Flu shots are now recommended for all people traveling to developing nations, in a group, or on a cruise, says David O. Freedman, MD, travel health specialist at the University of Alabama at Birmingham.

In addition to warding off the aches and misery of influenza, a flu shot may also help avoid an unnecessary scare -- or being pulled over by immigration officials who suspect you have SARS, he says.

"The symptoms of influenza and SARS are very similar," Freedman notes. "Until we have a good mechanism in place to rapidly identify SARS, the only sensible approach is to cast a wide net. If people have symptoms that mimic those of SARS, they will need to be isolated until we can clear them."

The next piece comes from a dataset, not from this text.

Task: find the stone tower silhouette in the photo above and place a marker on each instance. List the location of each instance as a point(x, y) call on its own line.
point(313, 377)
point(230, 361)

Wash Your Hands -- Again, and Again, and Again

"If there is one message we want to say over and over, it is, "Wash your hands," says Isabelle Nuttall, MD, an infectious disease specialist at WHO headquarters in Geneva. Good hygiene is the first line of defense against any viral or bacterial ailment, be it the common cold or the potentially deadly severe acute respiratory syndrome.

Following the correct technique is important, the experts say. If you're in a public restroom with a towel dispenser, first pull down the paper so you have a clean sheet waiting with which to dry off. Then run the hot water and vigorously scrub for at least 15 seconds, making sure to get all the nooks and crannies -- the folds of your hands as well as cuticles and fingernails that can trap dirt and germs. If the washbasin has foot pedal, be sure to use it.